Asegurar las opciones de desarrollador

Según el Documento de definición de compatibilidad de Android , los OEM deben proporcionar una forma de permitir el desarrollo de aplicaciones. Sin embargo, ofrecer opciones de desarrollo similares a las de dispositivos móviles dentro de los automóviles deja a esos automóviles vulnerables a los ataques. El acceso a las opciones de desarrollador ahora puede ser controlado por un OEM mediante un mecanismo de token criptográfico autenticado. Específicamente, un OEM puede:

  • Establezca las restricciones predeterminadas deseadas antes del primer arranque.
  • Autorice de forma segura a los desarrolladores, con tokens criptográficos si lo prefiere.
  • Aplique cambios de restricciones una vez que un desarrollador esté autenticado y autorizado.
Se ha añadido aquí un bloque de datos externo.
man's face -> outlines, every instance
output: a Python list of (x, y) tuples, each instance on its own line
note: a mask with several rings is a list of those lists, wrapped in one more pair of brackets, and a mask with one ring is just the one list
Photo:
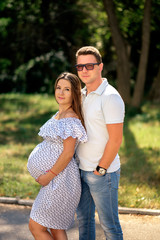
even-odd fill
[[(88, 64), (88, 63), (97, 63), (97, 60), (94, 55), (88, 54), (88, 55), (80, 55), (77, 58), (77, 64)], [(103, 63), (100, 63), (99, 65), (94, 65), (93, 70), (87, 70), (85, 67), (83, 67), (82, 71), (77, 71), (79, 78), (87, 84), (92, 84), (95, 81), (101, 79), (101, 72), (103, 69)]]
Este artículo describe una implementación de referencia que consta de una aplicación de controlador de restricción de depuración y un punto final de emisor de token remoto.

Terminología

Además de la terminología , en este artículo se utilizan estos términos:

  • Firma web JSON (JWS), definida en RFC 7515
  • Instituto Nacional de Estándares y Tecnología (NIST)

Diseño

Los OEM pueden autorizar a los desarrolladores con tokens JSON Web Signature (JWS) (RFC7515). En la implementación de referencia, los OEM emiten tokens de acceso y la aplicación del controlador de restricción los consume. Los tokens de acceso están diseñados para resistir ataques de repetición y tokens falsificados.

Figura 1. Diseño

Integración y configuración

Los OEM deben especificar las restricciones predeterminadas deseadas en el primer arranque. Esto se hace con varias superposiciones de recursos estáticos para anular los valores predeterminados en el marco AOSP.

Las restricciones predeterminadas para el usuario del sistema sin cabeza se pueden configurar con la cadena config_defaultFirstUserRestrictions en frameworks/base/core/res/res/values/config.xml , por ejemplo:

<!-- User restrictions set when the first user is created.
         Note: Also update appropriate overlay files. -->
    <string-array translatable="false" name="config_defaultFirstUserRestrictions">
        <item>no_debugging_features</item>
    </string-array>

Las restricciones predeterminadas para conductores, pasajeros e invitados se pueden configurar en frameworks/base/core/res/res/xml/config_user_types.xml . Un OEM puede superponer | estas cadenas para establecer las restricciones predeterminadas para cada tipo de usuario respectivamente, por ejemplo:

<user-types>
    <full-type name="android.os.usertype.full.SECONDARY" >
        <default-restrictions no_debugging_features="true"/>
    </full-type>
    <full-type name="android.os.usertype.full.GUEST" >
        <default-restrictions no_debugging_features="true"/>
    </full-type>
</user-types>

Se proporciona una implementación de referencia en la siguiente ubicación de AOSP:

packages/apps/Car/DebuggingRestrictionController

Pruebas

Google recomienda que los OEM comiencen con la implementación de referencia y desarrollen a partir de ahí.

  1. Después de configurar las restricciones deseadas en los archivos superpuestos, compile AAOS y valide los flujos definidos. Utilice la aplicación de referencia y el servicio local habilitado para JWS para verificar su configuración de acceso.
  2. Configure el sistema para utilizar su servicio en la nube habilitado para JWS (opcional). Verifique que esté observando el flujo deseado en su servicio backend.